I told you this is a bad plan, Violet. You overreach. Why can’t this be enough?”

“Rose, the time of hiding is coming to an end. There is no going back. We will all have to pick our sides. You know mine.” Violet held Rose’s stare. Rose trembled, shaking her head. “No matter the cost. No matter the consequences.”

“I need to find a new lens,” Rose said, sniffling as she walked away.

“Tell me, Fledgling, are you tired of being in the dark?” Violet asked, ripping one strip.

“Yes,” I said, and meant it.

“We need information, and you can get it.”

I glanced up at her. “What information?”

“Information to help the Reaper.” Violet tore the last strip from my skin, then beckoned me to follow her to the next room.

The Illum had always claimed to be dedicated to peace, but looking at Violet’s ravaged face, that couldn’t have felt further from the truth.

No one spoke as Violet styled my hair in a upswept low twist with pieces framing my face. Rose replaced my lens, painted my lips a bloodred, and left my eyes simple with long lashes. My nails were shaped into ovals and painted the color of rubies to match the jewelry I was to wear.

At last, we made our way into the final room. Violet passed me a pair of nude panties. I dropped my robe and shimmied into them before making my way onto the platform.

“Your Mate picked this dress himself,” Rose told me.

They helped me into a wine-red, off-the-shoulder gossamer gown, with billowing sheer sleeves that hit just below my elbow and a boned bodice that ran up to soft cups.

The skirt pooled on the floor, the thin fabric floating around me like a deep red mist. Rose finished lacing up the back of the gown and handed me simple black heels and a black satin bag.

Violet walked in a moment later with the necklace and earrings and fastened them in place.

I stared at the girl in the mirror. She was beautiful, but all I saw was the violence Violet had endured, Hal talking about his parents’ murder, Alice’s fiery gaze that I would never see again.

The necklace looked like drops of blood sparkling at my throat.

Everything felt hideous. The brown eyes that had felt like a gift a mere week ago felt shameful, like I was hiding. A coward.

The Starlings walked me out. Violet placed a hand on the door that led to the hall, keeping it closed, and turned to me. “Which side are you on? Them or us? You must choose.”

“I am an Illum’s Mate.”

“Precisely,” Violet said. “Will you help us?”

“This is dangerous for you. I could let something slip,” I whispered.

“Then I would die for something I believe in.

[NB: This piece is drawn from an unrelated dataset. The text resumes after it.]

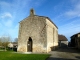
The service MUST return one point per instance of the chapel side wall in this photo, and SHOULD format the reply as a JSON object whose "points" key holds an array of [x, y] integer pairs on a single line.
{"points": [[34, 27], [52, 36]]}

But you won’t.

” Violet leaned in, the intensity in her eyes searing me.

“Remorse isn’t something one can fake—not convincingly.

I saw it when you saw my face. A better test than any I could give you.

It wasn’t fear staring back at me, Emeline. It was anger.”

Goosebumps coated my entire body at her words.

“Take your time in the clouds to think it over,” Violet stated, cracking open the door. “Are you content being his vessel, Fledgling? Or do you want power?”